In these days when lawmakers keep agitating for paid medical and family leave, no one should be faced with that.
But Wang, now a former post-doctoral cardio-pulmonary researcher, had to make that choice and sacrifice her career.
Why? Wang, and Sinai’s members of UAW, don’t have a first contract after more than a year of bargaining with hospital bosses.
And when Wang called its HR department on her own before leaving, to ask about Sinai’s paid family and medical leave, much less paid maternity leave, the answer was a blunt “no.”
The hospital doesn’t offer its postdocs paid family and medical leave and refuses to do so.
It’s attitudes like that—and management intransigence on everything from access to lower-cost on-campus housing to refusing to provide company-paid child care—that led the fed-up postdocs out on strike on December 6.
And since the bosses won’t bargain, this isn’t just any economic strike, but one over their multiple instances of labor law-breaking, formally called unfair labor practices. That means, the union says, the strike—which opened with a picket line at East 99th St and Madison Avenue in Manhattan—will continue until the hospital settles.
The strike joins the Sinai postdocs to the growing legions of exploited, ill-paid, mistreated, and oppressed workers—fast food workers, retail workers, adjunct professors, graduate RAs and TAs, port truckers, and warehouse workers—who in the past two or more years have taken to the streets and to joining unions, saying “We’ve had it up to here” with corporate greed and the ultrarich class leeching off their efforts and productivity, leaving them little.
But it’s not just a matter of parents, especially mothers, and children.

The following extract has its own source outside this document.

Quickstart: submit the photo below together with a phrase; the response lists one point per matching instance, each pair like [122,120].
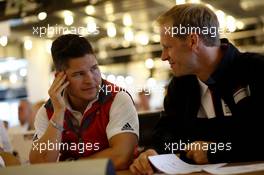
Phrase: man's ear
[194,41]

It’s much more, says their UAW union, the SPOC-UAW.
“Sinai has illegally threatened international workers, made unilateral changes to housing practices” and slowly and grudgingly handed over information the union needs to bargain, SPOC-UAW said in announcing the picketing.
It also warned its members, in its first morning picketing notice, of yet another pressure tactic by Sinai bosses.
“We are aware Sinai has circulated a form asking for information on postdocs working schedules. This is a unilateral change to working conditions,” which is another labor law violation. “We issued a demand to Sinai to cease this requirement and bargain over the change.”
“Sinai has rejected proposals to offer childcare subsidies so parents can afford to stay on the job, and to extend access to campus housing, even as New York City’s housing crisis worsens.”
“We love our work, and did not want to strike,” said ob-gyn post-doc Andrea Joseph and a member of the SPOC-UAW bargaining team. “But after more than a year of bargaining in which Sinai has behaved unlawfully, we have to stand up for ourselves.
“Sinai’s current policies make it nearly impossible to both afford childcare and live in New York City. They hold out a ‘Need Not Apply’ sign to single mothers, parents, and people from disadvantaged backgrounds.
They have already forced too many people—like Wang—off their career paths simply because they cannot afford to participate. Our goal is to make Sinai a more equitable place to work, and that is what we will insist on.”
“Postdocs make essential contributions to the world-class research conducted at Mount Sinai, but many of us still struggle to pay high housing and other costs in New York City, lack secure rights in the workplace, and face increasing uncertainty about our futures given the precarious nature of science funding and unstable regulation of visas and work authorization in recent years,” the union’s mission statement elaborates.
“We join a growing national movement of researchers and other academics forming unions with the UAW to improve our lives and our work.” The union says UAW postdocs and grad student workers nationally advocate not just for themselves but for science research, fair immigration policies “and better working conditions in all academic institutions.”